C. LES DÉROGATIONS PRÉVUES PAR LE DROIT COMMUN
Les interdictions prévues au premier alinéa de l'article L. 642-3 du code de commerce connaissent des dérogations .
Une première dérogation concerne les exploitations agricoles en redressement ou en liquidation judiciaire : le tribunal peut autoriser leur cession totale ou partielle à leurs dirigeants (lorsque l'exploitant est une personne morale) ainsi qu'aux parents ou alliés de ces dirigeants ou de l'exploitant personne physique. Cette dérogation a d'abord été introduite par la loi n° 94-475 du 10 juin 1994 relative à la prévention et au traitement des difficultés des entreprises au bénéfice des parents ou alliés de l'exploitant, afin de tenir compte de situations fréquentes dans lesquelles les parcelles voisines sont détenues par un frère ou une soeur, qui souhaite reconstituer l'exploitation familiale. Elle a été étendue aux dirigeants de l'exploitant personne morale par la loi n° 2005-845 du 26 juillet 2005 précitée.
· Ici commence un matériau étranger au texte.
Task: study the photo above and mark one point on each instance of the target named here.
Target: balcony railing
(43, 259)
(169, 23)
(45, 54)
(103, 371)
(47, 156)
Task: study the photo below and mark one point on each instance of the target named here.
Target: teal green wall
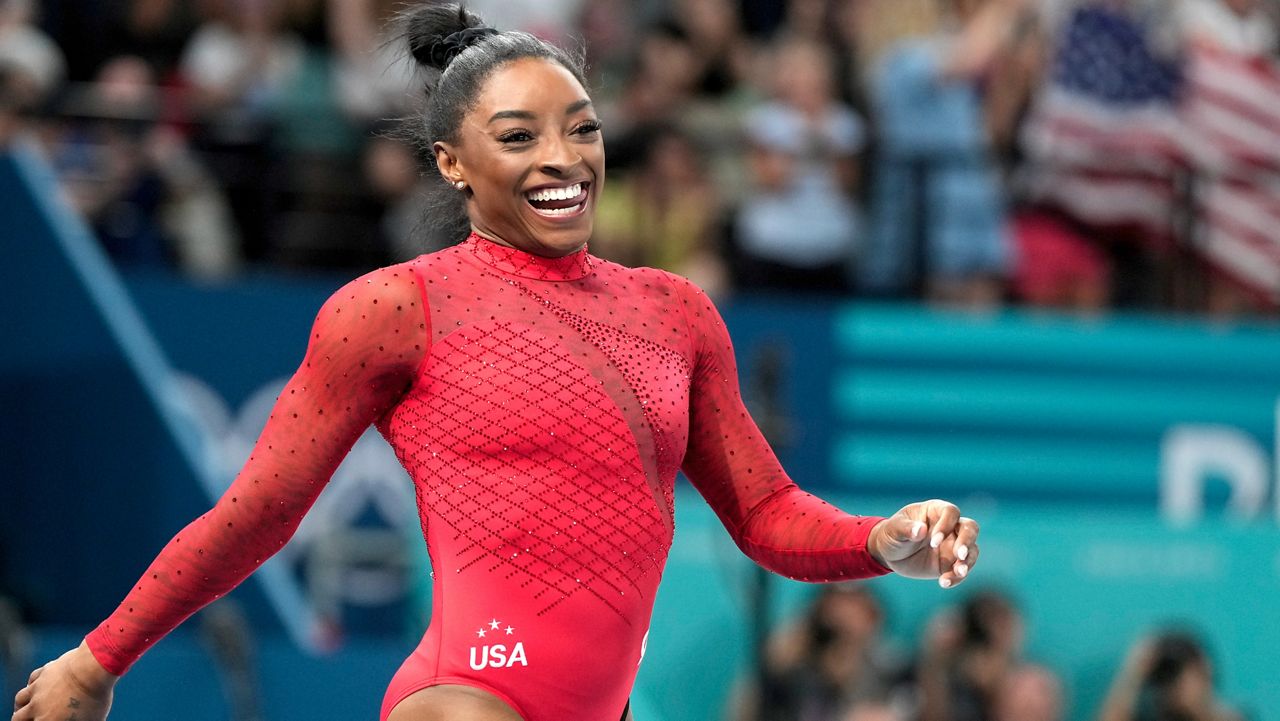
(1089, 580)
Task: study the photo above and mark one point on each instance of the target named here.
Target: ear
(447, 162)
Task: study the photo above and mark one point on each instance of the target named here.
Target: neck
(526, 247)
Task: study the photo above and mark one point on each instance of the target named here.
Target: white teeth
(568, 210)
(557, 194)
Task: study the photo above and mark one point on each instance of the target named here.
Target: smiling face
(531, 155)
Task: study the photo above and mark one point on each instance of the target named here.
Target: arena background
(1124, 465)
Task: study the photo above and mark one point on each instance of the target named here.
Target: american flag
(1119, 126)
(1232, 114)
Par ailleurs, sous certaines conditions procédurales strictes, le tribunal ou, le cas échéant, le juge-commissaire peut ordonner ou autoriser la cession totale ou partielle de l'entreprise, ou encore la vente de biens isolés, à toute personne frappée en principe par l'incapacité d'acquérir, à l'exception du débiteur lui-même (au titre de l'un quelconque de ses patrimoines, s'il s'agit d'un EIRL) et des contrôleurs . S'agissant de la cession totale ou partielle en redressement ou en liquidation judiciaire, le tribunal ne peut ordonner une telle cession que sur requête du ministère public, par un jugement spécialement motivé et après avis des contrôleurs . Cette disposition résulte d'un compromis trouvé en commission mixte paritaire lors de l'examen de la loi n° 2005-845 du 26 juillet 2005 précitée : alors que le Gouvernement comme le Sénat souhaitaient que le tribunal puisse déroger à l'ensemble des interdictions prévues au premier alinéa de l'article L. 642-3 du code de commerce, à l'exception de celle (nouvelle) frappant les contrôleurs, par un jugement spécialement motivé et sur simple avis du ministère public et des contrôleurs, l'Assemblée nationale avait voulu réserver le bénéfice d'une telle dérogation aux parents et alliés du débiteur ou des dirigeants, à l'exception des dirigeants eux-mêmes. L'introduction d'un verrou procédural supplémentaire, lié à l'exigence d'une requête du ministère public, avait permis de conserver, quant au fond, un champ suffisamment large à la dérogation.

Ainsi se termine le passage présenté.